Our study further extends the synergy of TopBP1-BRCT7/8 inhibitors with PARP14 inhibitors. It has been shown that defective DNA replication is responsible for the synthetic lethal interaction between PARP14 and either ATR or TopBP1 (28). PARP14 is involved in the processing of the stalled replication forks (33). Unlike PARP1/2, PARP14 is a mono-ADP-ribosyltransferase. While PARP1, 2, and 14 are all involved in the repair of DNA damage especially on the replication forks, PARP14 also plays a role in cell structure, adhesion, motility, and innate immunity (34). In addition, PARP14 is required for Cyclin D1 3′UTR mRNA stability and Cyclin D1 expression (35). Indeed, combined treatment with 5D4 and PARP14 inhibitor GeA-69 synergistically decreased the levels of c-MYC, Cyclin D1, ACTL6A, and Rad51. Thus, it is possible that the synergy between TopBP1-BRCT7/8 inhibitors and PARP14 inhibitors also involves multiple mechanisms.

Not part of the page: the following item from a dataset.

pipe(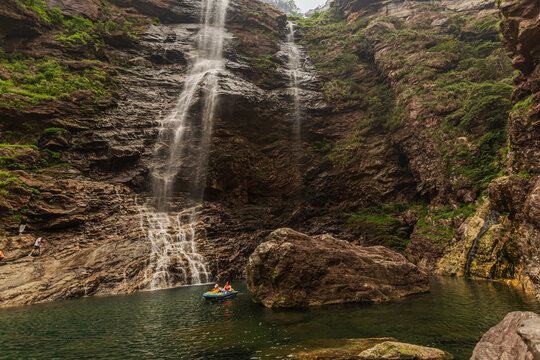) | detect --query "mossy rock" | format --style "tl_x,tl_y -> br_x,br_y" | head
358,341 -> 454,359
258,338 -> 453,359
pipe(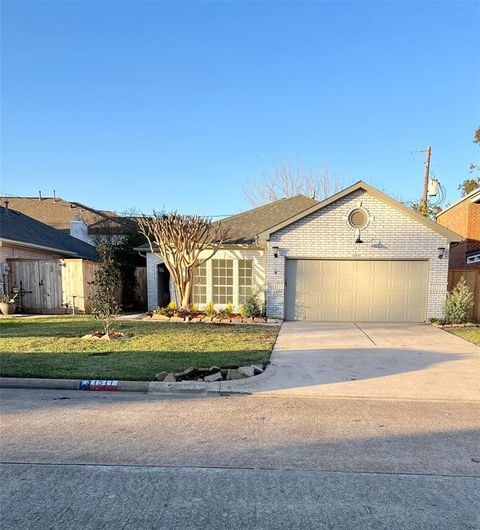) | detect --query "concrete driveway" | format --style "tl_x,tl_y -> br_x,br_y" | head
220,322 -> 480,400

A limitation of the NSG mouse model is the lack of the immune system. MYC has been known to suppress the immune response (36), which may potentially be restored by inhibiting MYC activity with 5D4. On the other hand, PARPi can induce double-strand breaks and trigger immune response (37). As such, the combination of 5D4 and PARPi may be even more effective in immune-competent mice than in NSG mice. This possibility deserves future investigation. In summary, our study identifies an inhibitor of TopBP1-BRCT7/8 and demonstrates its anticancer activity and synergy with PARPi in HR-proficient cancer cells. These data support the potential use of TopBP1-BRCT7/8 inhibitors for targeted cancer therapy.

Materials and Methods

Virtual screening was performed in Schrödinger suite (version 2010, Schrödinger, LLC, New York, NY, 2010) as described previously (1). TopBP1-BRCT7/8 protein (PDB code: 3AL3) was prepared using the protein preparation wizard in Maestro 9.1 with default protein parameters: water molecules were removed, hydrogen atoms added and the BACH1 peptide ligand extracted for docking. Over 200,000 compounds from three selected libraries (drug-like, nature product derivatives and compounds tested in men) were used for the initial virtual screening. The subsequent molecular docking study for positive hits and hit expansion was performed using 1-Click Docking of Mcule software. Compound 5D4 (purity 99%) was resynthesized by AnalytiCon Discovery. The purity and structure characterization of 5D4 were analyzed by LCMS (SI Appendix, Fig. S21), 1D- and 2D NMR (SI Appendix, Fig. S22), and HRESIMS (High-resolution electrospray ionization mass spectrometry) (SI Appendix, Fig. S23). Other methods are described in SI Appendix, Materials and Methods.

Supplementary Material

Appendix 01 (PDF)

Dataset S01 (XLSX)

Dataset S02 (XLSX)

Dataset S03 (XLSX)

Data, Materials, and Software Availability

The RNA-seq data have been submitted to the NCBI Gene Expression Omnibus (accession number GSE227406) (38). All other data are included in the article and supporting information.